すると、ティ・ゼーウスのある変化に気付く。
「コイツ、傷が治り始めてやがる……!」
致命傷に思われた胸の傷が、見る見る癒え始めていた。
「まさかこの男、神の……グッ!?」
言いかけた将軍の身体が、重力で沈む。
「な、なんだ。身体が重てェ。コイツの、仲間の仕業か?」
急激な重力変化に耐えつつ、辺りを確認するミノ・テロペ将軍。
すると砦の内部に、黒い煙が立ち込めた。
「やはり、仲間が居やがったか。おのれッ!」
人の気配を感じた将軍が、当てずっぽうに剣を振るう。
「うわッ!」
剣撃は、全身にマントを纏(まと)った男のフードをかすめ、蒼い髪の毛が宙を舞った。
「チッ、かすっただけか。
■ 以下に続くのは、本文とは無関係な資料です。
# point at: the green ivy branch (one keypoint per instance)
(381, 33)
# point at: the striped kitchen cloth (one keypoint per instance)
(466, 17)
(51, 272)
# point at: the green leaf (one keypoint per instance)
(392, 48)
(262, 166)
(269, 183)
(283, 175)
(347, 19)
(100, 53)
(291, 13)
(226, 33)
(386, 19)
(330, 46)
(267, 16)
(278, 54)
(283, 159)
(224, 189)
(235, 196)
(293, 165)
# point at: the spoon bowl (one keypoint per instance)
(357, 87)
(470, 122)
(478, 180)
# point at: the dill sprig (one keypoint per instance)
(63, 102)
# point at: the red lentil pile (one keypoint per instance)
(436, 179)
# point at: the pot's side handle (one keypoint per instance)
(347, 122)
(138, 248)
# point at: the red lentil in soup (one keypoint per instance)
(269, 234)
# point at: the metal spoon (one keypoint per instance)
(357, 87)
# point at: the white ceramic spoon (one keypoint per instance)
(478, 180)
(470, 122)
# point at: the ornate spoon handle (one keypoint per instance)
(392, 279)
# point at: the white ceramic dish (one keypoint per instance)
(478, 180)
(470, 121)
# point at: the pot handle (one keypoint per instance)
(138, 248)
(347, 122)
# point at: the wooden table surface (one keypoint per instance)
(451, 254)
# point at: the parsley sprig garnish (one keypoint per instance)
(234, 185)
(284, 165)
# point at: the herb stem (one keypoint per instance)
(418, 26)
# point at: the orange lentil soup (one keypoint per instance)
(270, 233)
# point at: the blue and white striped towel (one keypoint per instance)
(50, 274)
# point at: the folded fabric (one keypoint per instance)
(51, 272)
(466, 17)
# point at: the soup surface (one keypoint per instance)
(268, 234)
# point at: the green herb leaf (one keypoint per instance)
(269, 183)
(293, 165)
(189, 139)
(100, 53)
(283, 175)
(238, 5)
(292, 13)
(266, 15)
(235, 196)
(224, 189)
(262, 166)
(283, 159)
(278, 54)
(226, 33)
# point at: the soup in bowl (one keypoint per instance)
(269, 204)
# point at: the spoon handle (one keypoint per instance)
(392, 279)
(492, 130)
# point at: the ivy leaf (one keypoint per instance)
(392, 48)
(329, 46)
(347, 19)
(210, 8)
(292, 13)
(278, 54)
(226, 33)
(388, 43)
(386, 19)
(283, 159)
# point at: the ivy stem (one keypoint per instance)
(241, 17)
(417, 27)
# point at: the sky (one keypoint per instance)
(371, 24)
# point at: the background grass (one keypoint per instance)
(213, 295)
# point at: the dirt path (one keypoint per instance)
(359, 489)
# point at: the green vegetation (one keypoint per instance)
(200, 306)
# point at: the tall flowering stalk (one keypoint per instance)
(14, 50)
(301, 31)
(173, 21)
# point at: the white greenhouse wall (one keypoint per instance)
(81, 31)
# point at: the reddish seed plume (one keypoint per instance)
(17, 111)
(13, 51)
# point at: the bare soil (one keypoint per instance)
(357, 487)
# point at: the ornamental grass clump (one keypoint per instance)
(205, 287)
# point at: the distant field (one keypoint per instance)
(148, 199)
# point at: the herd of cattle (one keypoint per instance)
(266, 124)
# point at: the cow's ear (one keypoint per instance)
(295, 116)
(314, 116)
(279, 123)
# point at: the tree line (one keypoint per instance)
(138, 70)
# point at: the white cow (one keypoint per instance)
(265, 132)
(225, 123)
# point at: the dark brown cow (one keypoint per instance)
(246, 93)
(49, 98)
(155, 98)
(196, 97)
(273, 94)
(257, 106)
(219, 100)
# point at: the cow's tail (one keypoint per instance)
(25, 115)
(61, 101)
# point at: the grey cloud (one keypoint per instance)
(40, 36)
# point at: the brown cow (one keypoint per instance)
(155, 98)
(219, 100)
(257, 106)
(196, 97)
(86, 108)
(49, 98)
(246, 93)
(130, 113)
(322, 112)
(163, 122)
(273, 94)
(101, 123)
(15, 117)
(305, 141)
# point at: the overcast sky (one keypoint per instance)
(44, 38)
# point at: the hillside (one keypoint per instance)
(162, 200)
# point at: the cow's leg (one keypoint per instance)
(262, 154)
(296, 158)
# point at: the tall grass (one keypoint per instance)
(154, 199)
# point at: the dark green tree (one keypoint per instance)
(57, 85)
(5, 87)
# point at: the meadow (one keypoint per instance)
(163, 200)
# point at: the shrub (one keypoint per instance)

それにしてもこの煙幕、魔術的なモノだな」
あまりに黒い煙は、猛る将軍の視界を完全に遮る。
同時に、傷付いたティ・ゼーウスを助けるには、十分な持続時間であった。
「賊徒の気配が、遠ざかって行く。海にでも、飛び込んだか」
黄金の鎧を纏った将軍は、剣を鞘へと収める。
黒煙がやっと晴れ、砦の床には血だまりと、わずかな蒼い髪の毛が残されていた。
「もう出て来て、構いませんよ。残念ながら賊徒は、取り逃がしてしまいましたが」
丁寧な物言いに戻ったミノ・テロペ将軍の声を聴き、下階から上って来る親衛隊たち。
「お役に立てず、申しワケありません」
「賊徒は、一体何者だったのでしょうか?」
「わかりません。ですが……このミノ・テロペが剣を抜きながら、生きて逃げ伸びただけでも只者ではありませんよ」
砦の中央にある椅子に、腰をかける将軍。
「賊は、数名は居たようですな」
「最初の勇んでいたヤツも、これだけ血を流しながら生きていたとは、驚きですな」
「その血を、祭司か魔導機関に調べさせて下さい」
「なにか、気になるコトでも?」
「あるから、言っているのですよ」
「ハッ、申しワケございません!」
質問者は慌てて、血だまりの血液の採取を始めた。
「この蒼い髪も、賊徒のモノでしょうか?」
「ええ。ここまで蒼い髪は、珍しいです。街に賊の手配書を、まわして下さい」
「ハッ、了解致しました」
夜が明けると街のあちこちに、賊徒の特徴を書いた手配書が貼られる。
それは舞人たちを、戦慄させた。